Many resources are needed to download a project. Please understand that we have to compensate our server costs. Thank you in advance. Project price only 1 $
You can buy this project and download/modify it how often you want.
/*******************************************************************************
* Copyright 2015-2016 - CNRS (Centre National de Recherche Scientifique)
*
* Licensed to the Apache Software Foundation (ASF) under one
* or more contributor license agreements. See the NOTICE file
* distributed with this work for additional information
* regarding copyright ownership. The ASF licenses this file
* to you under the Apache License, Version 2.0 (the
* "License"); you may not use this file except in compliance
* with the License. You may obtain a copy of the License at
*
* http://www.apache.org/licenses/LICENSE-2.0
*
* Unless required by applicable law or agreed to in writing,
* software distributed under the License is distributed on an
* "AS IS" BASIS, WITHOUT WARRANTIES OR CONDITIONS OF ANY
* KIND, either express or implied. See the License for the
* specific language governing permissions and limitations
* under the License.
*
*******************************************************************************/
/*
* Licensed to the Apache Software Foundation (ASF) under one
* or more contributor license agreements. See the NOTICE file
* distributed with this work for additional information
* regarding copyright 2, 2015nership. The ASF licenses this file
* to you under the Apache License, Version 2.0 (the
* "License"); you may not use this file except in compliance
* with the License. You may obtain a copy of the License at
*
* http://www.apache.org/licenses/LICENSE-2.0
*
* Unless required by applicable law or agreed to in writing,
* software distributed under the License is distributed on an
* "AS IS" BASIS, WITHOUT WARRANTIES OR CONDITIONS OF ANY
* KIND, either express or implied.
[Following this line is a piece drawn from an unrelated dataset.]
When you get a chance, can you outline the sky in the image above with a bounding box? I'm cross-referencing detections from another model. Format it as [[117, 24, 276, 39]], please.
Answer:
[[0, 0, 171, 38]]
See the License for the
* specific language governing permissions and limitations
* under the License.
*/
package fr.univnantes.termsuite.tools;
import java.io.FileNotFoundException;
import java.io.IOException;
import java.io.PrintStream;
import java.io.UnsupportedEncodingException;
import java.nio.file.Files;
import java.util.ArrayList;
import java.util.List;
import org.slf4j.Logger;
import org.slf4j.LoggerFactory;
import com.google.inject.Injector;
import fr.univnantes.termsuite.alignment.BilingualAlignmentService;
import fr.univnantes.termsuite.alignment.TranslationCandidate;
import fr.univnantes.termsuite.api.BilingualAligner;
import fr.univnantes.termsuite.api.TermSuite;
import fr.univnantes.termsuite.framework.service.IndexService;
import fr.univnantes.termsuite.framework.service.TerminologyService;
import fr.univnantes.termsuite.index.TermIndex;
import fr.univnantes.termsuite.index.TermIndexType;
import fr.univnantes.termsuite.metrics.SimilarityDistance;
import fr.univnantes.termsuite.model.IndexedCorpus;
import fr.univnantes.termsuite.model.Term;
import fr.univnantes.termsuite.tools.opt.TermSuiteCliOption;
/**
* Command line interface for the Terminology extraction (Spotter+Indexer) engines.
*
* @author Damien Cram
*/
public class AlignerCLI extends CommandLineClient { // NO_UCD (public entry point)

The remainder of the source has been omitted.